Elephant' misses it's potential

    he pitch for ‘Elephant’ sounds swell: one of the premier directors of this generation takes on one of the nation’s biggest problems in a film that mimics the events of Columbine. All the anecdotes about the film’s production added to the intrigue. The film was shot in a shutdown high school in Washington and was 95 percent unscripted, and not one of the teenage characters in the film was played by a professional actor. On top of that, it was not shot in a letterbox format but in 4:3 aspect ratio.

    Courtesy of Fine Line Features
    Kissing fools: Two students share an intimate moment in the film “”Elephant.””

    Director Gus Van Sant fidgeted with every traditional aspect of film in making ‘Elephant’ (named after a BBC documentary which felt violence was a huge beast that could no longer be ignored), and in doing so, he ultimately hurt the film’s overall effect. The non-traditional elements of the film detract from what is otherwise a very fair-handed survey of the issue of school violence.

    The eerie detachment that the camera has from those on the screen helps to keep the issue that the film deals with at arm’s length. The film’s greater purpose, more than trying to provide answers, is to say that there are none. ‘Elephant’ tries to capture the mundane elements of everyday high school life and juxtapose them with the extraordinary things that take place in schools like Columbine. It is a very interesting visual experiment and a dangerous chance for a director to take (which is perhaps why he was awarded best director at Cannes), ‘Elephant’ is as intriguing as the hype would suggest, without being as good

    as one might have hoped. A good majority of the film follows single characters for nearly five minutes at a time while they basically do nothing. Walking through hallways, having meaningless conversations, kissing; the length of the shots alongside their lack of action or real dialogue strike the viewer as being very different from any type of action seen on the big screen and reinforce the idea that this film is not trying to say anything dramatically. Unfortunately, the use of non-professional actors and impromptu dialogue made some of the scenes feel too unnatural. While not using a script was meant to make the film feel more real, it had the opposite effect, and at times, ‘Elephant’ comes across as some strange hybrid of reality TV and documentary.
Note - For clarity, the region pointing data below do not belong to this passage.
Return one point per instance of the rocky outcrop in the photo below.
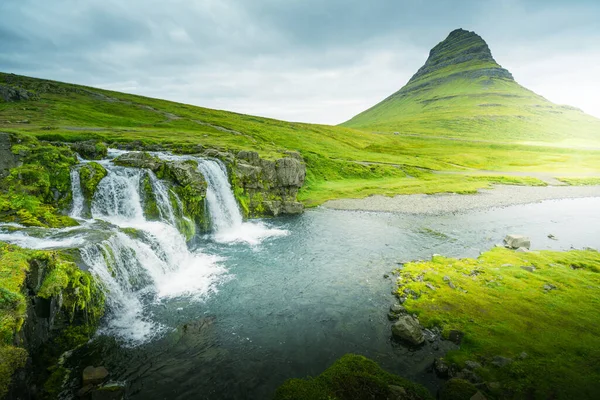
(8, 160)
(90, 149)
(11, 94)
(517, 242)
(183, 178)
(54, 307)
(268, 187)
(408, 329)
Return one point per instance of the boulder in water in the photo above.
(408, 329)
(517, 241)
(94, 375)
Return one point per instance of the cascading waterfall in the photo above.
(77, 208)
(140, 262)
(227, 223)
(143, 259)
(224, 211)
(226, 218)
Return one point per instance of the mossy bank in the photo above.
(47, 306)
(526, 321)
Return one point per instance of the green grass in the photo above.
(60, 278)
(580, 181)
(468, 95)
(349, 378)
(504, 310)
(337, 158)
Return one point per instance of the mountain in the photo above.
(341, 162)
(461, 91)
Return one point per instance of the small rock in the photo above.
(392, 316)
(84, 390)
(397, 392)
(109, 392)
(407, 328)
(470, 376)
(456, 336)
(94, 375)
(478, 396)
(500, 361)
(397, 309)
(441, 368)
(472, 365)
(517, 241)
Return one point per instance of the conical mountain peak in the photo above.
(461, 51)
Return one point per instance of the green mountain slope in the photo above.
(462, 92)
(341, 161)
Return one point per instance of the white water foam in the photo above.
(150, 261)
(77, 208)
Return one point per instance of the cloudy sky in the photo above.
(303, 60)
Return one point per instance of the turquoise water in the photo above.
(294, 304)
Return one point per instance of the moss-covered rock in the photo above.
(267, 188)
(457, 389)
(349, 378)
(90, 149)
(90, 175)
(33, 191)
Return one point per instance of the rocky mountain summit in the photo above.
(466, 51)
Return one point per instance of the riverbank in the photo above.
(515, 316)
(499, 196)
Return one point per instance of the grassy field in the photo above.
(342, 162)
(462, 92)
(542, 303)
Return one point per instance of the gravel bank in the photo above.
(499, 196)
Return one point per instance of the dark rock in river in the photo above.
(94, 375)
(517, 241)
(408, 329)
(456, 336)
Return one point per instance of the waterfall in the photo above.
(138, 262)
(143, 259)
(165, 208)
(224, 211)
(77, 208)
(227, 224)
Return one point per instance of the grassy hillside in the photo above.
(342, 162)
(462, 92)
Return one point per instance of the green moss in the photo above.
(505, 310)
(33, 193)
(351, 377)
(90, 175)
(11, 359)
(81, 307)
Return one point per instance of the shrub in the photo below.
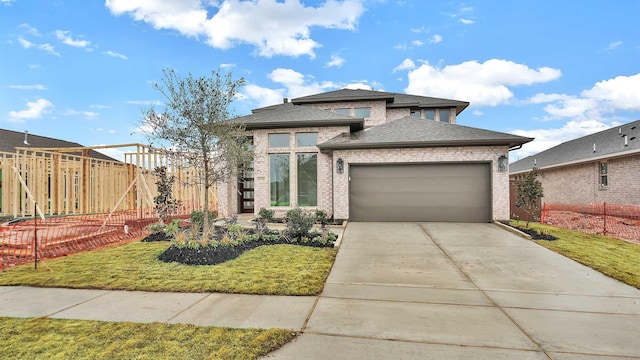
(299, 223)
(156, 228)
(197, 217)
(173, 228)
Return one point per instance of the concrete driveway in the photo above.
(463, 291)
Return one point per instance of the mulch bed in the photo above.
(535, 235)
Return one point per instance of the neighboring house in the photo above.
(602, 167)
(373, 156)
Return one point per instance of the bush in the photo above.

    The obscure timeline accentuated the suspense the audience felt in trying to guess when the inevitable shootings would occur, but it also made it very clear that Van Sant was not trying to tell a story. The film’s radical elements made the brilliant direction seem all the brighter in that it was very clear that all of the genius of the film stemmed from a single source; unfortunately, the genius is ultimately wasted on a film that cannot bear its own weight.